TO WHICH HE REPLIED:

'FIX THE FRIDGE DOOR? DOES IT LOOK LIKE I HAVE
'FRIDGIDAIRE' WRITTEN ON MY FOREHEAD? I DON'T THINK SO!

'FINE!' SHE SAYS, THEN YOU COULD AT LEAST FIX
THE STEPS TO THE FRONT DOOR? THEY ARE ABOUT TO BREAK'

'I'M NOT A CARPENTER AND I DON'T WANT TO FIX STEPS', HE SAYS,
"DOES IT LOOK LIKE I HAVE 'TAYLOR WOODROW' WRITTEN ON MY FOREHEAD? I DON'T THINK SO! 
I'VE HAD ENOUGH OF THIS, I'M GOING TOTHE PUB!!!!'

SO HE GOES TO THE PUB AND DRINKS FOR A COUPLE OF HOURS... 
HE STARTS TO FEEL GUILTY ABOUT HOW HE TREATED HIS WIFE, AND DECIDES TO GO HOME 
AS HE WALKS INTO THE HOUSE HE NOTICES 
THAT THE STEPS ARE ALREADY FIXED. 
AS HE ENTERS THE HOUSE , HE SEES THE 
HALL LIGHT IS WORKING. 
AS HE GOES TO GET A BEER, HE NOTICES 
THE FRIDGE DOOR IS FIXED.

HONEY, HE ASKS, 'HOW'D ALL THIS GET FIXED?' 
SHE SAID, 'WELL, WHEN YOU LEFT I SAT OUTSIDE AND CRIED. JUST THEN A NICE YOUNG MAN ASKED ME WHAT WAS WRONG, AND I TOLD HIM.

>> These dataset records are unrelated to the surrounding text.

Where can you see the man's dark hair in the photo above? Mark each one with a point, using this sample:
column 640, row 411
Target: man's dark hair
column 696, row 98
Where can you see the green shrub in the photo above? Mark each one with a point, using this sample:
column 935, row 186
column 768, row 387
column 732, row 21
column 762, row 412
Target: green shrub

HE OFFERED TO DO ALL THE REPAIRS, AND ALL I HAD TO DO WAS EITHER GO TO BED WITH HIM OR BAKE A CAKE.'

HE SAID, 
'SO WHAT KIND OF CAKE DID YOU BAKE?'

SHE REPLIED, 'HELLOOOOO.., DO YOU SEE 'MR KIPLING' WRITTEN ON MY FOREHEAD? I DON'T THINK SO!


----------



## j8keith (Jun 26, 2009)

:lol: :lol: :lol:


----------



## Nilesong (Jan 19, 2009)

:lol: :lol:


----------



## The Silver Surfer (May 14, 2002)

:lol:


----------



## conlechi (May 6, 2006)

:lol:


----------



## Hilly10 (Feb 4, 2004)

:lol: :lol: :lol: :lol:


----------



## Ady. (Oct 25, 2009)

:lol: :lol:


----------